Travailler plus pour gagner moins
Un ancien ministre a récemment estimé que le modèle des 35 heures devrait disparaître car les français·es, selon lui, ne “travaillent pas assez”. Or, l’Insee rappelle que la France se situe dans la moyenne en nombre d’heures travaillées (à temps complet), à savoir en moyenne 40,1 heures par semaine.
Dans l’encadrement, cette durée du travail explose.
- 63% des cadres déclarent travailler plus de 40 heures par semaine,
- Un cadre sur quatre déclare travailler plus de 45 heures par semaine,
- 82% des cadres déclarent faire des heures supplémentaires,
- Plus d'un cadre sur deux (51%) déclare faire régulièrement des heures supplémentaires.
Le plus alarmant, c’est que les heures supplémentaires ne sont en général ni récupérées, ni rémunérées, et ce que les cadres soient au forfait-jour ou non pour :
- 58% des cadres,
- 83% des cadres en forfait jour
Au travail aussi, la parole et les actes racistes se libèrent
Nous traversons une période de libération de la parole raciste et xénophobe accentuée par les scores électoraux de l’extrême droite.
Pour cette raison, et après que la CGT et son Ugict se soient mobilisées contre l’arrivée de l’extrême droite au pouvoir, une partie de l’étude est consacrée à la question des discriminations racistes au travail.
Les chiffres du baromètre font l’état de paroles et actes racistes décomplexés :
- Plus d’un·e cadre sur trois (38 %) a déjà été témoin ou victime de “blagues” racistes ; un·e cadre sur dix déclare en avoir déjà été victime
- Plus d’un·e cadre sur cinq a déjà été témoin ou victime de discriminations raciales dans l’évolution de la carrière (21 %).
- 14,5 % des femmes déclarent avoir déjà été victime de “blagues” racistes, contre 7 % des hommes.
Force est de constater que le patronat, qui plus est, ne prend pas ses responsabilités en matière de prévention et de sanction des actes discriminatoires :
- Un·e cadre sur deux déclare que son employeur ne l’a jamais informé·e des droits et des recours en cas de comportement raciste au travail.
- Seul·es 55 % des cadres estiment que leur employeur agit pour lutter contre le racisme au travail.
Droit d’alerte et propositions alternatives : les cadres veulent se faire entendre
Les cadres ont un positionnement particulier dans l’entreprise, puisqu’ils et elles sont à la fois victimes et vecteur·rices de directives avec lesquels ils et elles peuvent être en désaccord.

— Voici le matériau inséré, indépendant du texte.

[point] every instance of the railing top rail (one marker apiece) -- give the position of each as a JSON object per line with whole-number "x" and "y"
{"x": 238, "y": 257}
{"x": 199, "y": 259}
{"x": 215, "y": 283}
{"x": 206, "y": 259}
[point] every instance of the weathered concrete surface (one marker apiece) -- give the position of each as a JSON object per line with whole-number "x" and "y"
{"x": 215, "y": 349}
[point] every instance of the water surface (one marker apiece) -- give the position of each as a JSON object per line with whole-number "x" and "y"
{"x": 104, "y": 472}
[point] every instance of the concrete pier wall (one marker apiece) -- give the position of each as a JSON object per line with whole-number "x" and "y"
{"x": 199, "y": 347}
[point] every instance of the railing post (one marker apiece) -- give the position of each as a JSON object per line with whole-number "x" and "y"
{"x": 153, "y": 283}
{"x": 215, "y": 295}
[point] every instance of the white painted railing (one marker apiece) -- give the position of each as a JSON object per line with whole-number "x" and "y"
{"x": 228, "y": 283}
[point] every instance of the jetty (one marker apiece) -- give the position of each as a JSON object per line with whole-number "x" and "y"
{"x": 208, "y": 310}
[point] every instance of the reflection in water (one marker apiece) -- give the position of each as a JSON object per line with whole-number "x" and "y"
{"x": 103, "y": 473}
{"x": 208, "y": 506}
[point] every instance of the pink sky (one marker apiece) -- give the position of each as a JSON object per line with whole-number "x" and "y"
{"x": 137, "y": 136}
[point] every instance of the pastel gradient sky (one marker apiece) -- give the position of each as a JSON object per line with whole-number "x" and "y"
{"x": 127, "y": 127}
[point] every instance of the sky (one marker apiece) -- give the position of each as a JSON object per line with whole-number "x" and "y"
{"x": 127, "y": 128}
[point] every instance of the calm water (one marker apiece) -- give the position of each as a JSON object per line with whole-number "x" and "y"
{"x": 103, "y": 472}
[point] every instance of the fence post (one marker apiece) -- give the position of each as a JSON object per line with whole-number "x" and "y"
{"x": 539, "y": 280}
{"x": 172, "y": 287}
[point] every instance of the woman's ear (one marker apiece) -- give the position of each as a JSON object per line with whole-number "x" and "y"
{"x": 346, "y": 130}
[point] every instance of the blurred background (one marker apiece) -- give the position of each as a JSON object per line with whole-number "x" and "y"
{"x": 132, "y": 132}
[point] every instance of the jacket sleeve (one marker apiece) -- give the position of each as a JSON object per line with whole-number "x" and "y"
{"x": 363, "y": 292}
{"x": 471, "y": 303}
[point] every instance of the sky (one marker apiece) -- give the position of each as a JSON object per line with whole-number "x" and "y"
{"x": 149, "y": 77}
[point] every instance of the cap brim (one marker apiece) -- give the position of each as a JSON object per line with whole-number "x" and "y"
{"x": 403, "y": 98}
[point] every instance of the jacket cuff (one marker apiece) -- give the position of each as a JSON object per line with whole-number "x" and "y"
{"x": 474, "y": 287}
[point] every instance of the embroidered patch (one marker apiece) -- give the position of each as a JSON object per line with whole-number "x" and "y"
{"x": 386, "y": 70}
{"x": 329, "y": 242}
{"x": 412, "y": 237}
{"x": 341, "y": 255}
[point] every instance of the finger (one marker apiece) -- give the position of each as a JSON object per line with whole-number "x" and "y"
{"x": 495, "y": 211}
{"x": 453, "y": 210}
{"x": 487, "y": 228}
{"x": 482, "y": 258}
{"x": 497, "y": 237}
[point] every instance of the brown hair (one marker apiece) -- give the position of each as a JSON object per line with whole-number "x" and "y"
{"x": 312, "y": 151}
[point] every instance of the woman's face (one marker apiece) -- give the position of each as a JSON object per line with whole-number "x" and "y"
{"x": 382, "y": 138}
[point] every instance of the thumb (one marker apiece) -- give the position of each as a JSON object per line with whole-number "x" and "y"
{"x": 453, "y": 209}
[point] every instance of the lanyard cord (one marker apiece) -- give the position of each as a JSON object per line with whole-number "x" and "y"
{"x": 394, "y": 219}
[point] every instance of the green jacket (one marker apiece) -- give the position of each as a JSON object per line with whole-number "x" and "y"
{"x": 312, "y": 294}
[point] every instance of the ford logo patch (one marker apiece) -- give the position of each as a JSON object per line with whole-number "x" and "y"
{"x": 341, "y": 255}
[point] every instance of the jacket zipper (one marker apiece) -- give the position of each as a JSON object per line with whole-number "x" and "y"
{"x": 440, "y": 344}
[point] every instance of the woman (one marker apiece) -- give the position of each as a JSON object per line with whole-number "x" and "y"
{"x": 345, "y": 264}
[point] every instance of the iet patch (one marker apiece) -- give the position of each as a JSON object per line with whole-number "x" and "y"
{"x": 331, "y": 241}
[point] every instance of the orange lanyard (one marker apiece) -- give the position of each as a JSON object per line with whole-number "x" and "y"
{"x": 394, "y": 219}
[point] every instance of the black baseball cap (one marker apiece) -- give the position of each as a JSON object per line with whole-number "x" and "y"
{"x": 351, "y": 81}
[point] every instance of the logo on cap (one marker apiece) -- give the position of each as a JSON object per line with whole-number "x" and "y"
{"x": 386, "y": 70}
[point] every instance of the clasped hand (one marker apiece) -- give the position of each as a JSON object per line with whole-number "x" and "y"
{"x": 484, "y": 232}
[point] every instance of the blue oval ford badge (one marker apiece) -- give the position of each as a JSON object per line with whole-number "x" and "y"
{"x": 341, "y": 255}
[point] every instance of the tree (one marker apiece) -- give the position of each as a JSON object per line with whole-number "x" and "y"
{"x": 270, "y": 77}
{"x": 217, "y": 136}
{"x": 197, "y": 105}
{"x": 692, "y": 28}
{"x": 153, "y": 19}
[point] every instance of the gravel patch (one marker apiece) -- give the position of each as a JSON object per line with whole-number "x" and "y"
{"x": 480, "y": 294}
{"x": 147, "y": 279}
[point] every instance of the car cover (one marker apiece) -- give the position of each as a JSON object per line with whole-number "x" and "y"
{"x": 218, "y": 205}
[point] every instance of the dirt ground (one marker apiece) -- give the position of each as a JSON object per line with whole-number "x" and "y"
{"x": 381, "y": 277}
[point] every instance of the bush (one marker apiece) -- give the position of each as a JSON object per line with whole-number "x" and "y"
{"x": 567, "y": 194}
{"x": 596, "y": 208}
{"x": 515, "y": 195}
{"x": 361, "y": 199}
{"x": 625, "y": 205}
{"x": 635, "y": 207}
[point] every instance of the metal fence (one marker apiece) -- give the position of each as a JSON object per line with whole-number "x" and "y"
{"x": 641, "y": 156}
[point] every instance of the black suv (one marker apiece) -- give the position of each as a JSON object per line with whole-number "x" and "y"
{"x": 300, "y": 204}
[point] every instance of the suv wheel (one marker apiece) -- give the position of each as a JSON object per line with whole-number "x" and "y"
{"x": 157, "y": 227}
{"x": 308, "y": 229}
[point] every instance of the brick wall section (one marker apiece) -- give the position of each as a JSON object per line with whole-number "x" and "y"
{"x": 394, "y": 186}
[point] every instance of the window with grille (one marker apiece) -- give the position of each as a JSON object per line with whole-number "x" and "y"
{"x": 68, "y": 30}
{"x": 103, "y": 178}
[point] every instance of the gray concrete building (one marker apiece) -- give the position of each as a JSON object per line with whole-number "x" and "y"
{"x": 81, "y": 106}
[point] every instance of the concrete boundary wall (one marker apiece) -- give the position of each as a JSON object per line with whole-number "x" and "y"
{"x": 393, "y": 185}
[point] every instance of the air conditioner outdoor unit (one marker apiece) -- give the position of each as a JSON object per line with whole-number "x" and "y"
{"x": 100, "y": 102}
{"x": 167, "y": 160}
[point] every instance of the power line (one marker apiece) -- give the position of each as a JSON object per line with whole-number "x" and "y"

La pression reposant sur les cadres va jusqu’à exiger d’eux qu’ils et elles limitent leur propre liberté d’expression, à l’image du groupe LVMH au sein duquel l’employeur a interdit au plus haut niveau d’encadrement de s’adresser à sept médias, dont le journal Médiapart. (Cet article est paru et publié sur le site de la cgt.fr)
Toutes ces pratiques ont des conséquences en termes de mal-être au travail, et les cadres l’ont exprimé dans notre enquête :
- Deux cadres sur trois ne se sentent pas associé·es aux choix stratégiques de leur entreprise ou administration (66 %).
- Plus d’un·e cadre sur deux (52 %) déclare être fréquemment en contradiction avec les choix et pratiques réelles de son entreprise ou administration (+3 points par rapport à l’année dernière).
- Près de 6 cadres sur 10 (58 %) aimeraient disposer d’un droit d’alerte dans l’exercice de leurs responsabilités, afin de pouvoir refuser la mise en œuvre d’une directive contraire à leur éthique.
- Concernant la marge de manœuvre des cadres pour alerter leur direction, celle-ci reste bien trop faible.
Un quart des cadres déclare avoir déjà eu connaissance d’informations portant sur des faits répréhensibles ou portant préjudice à l’intérêt général ; sur ces 24 %, ils et elles sont la majorité (55 %) à déclarer ne pas les avoir dénoncés.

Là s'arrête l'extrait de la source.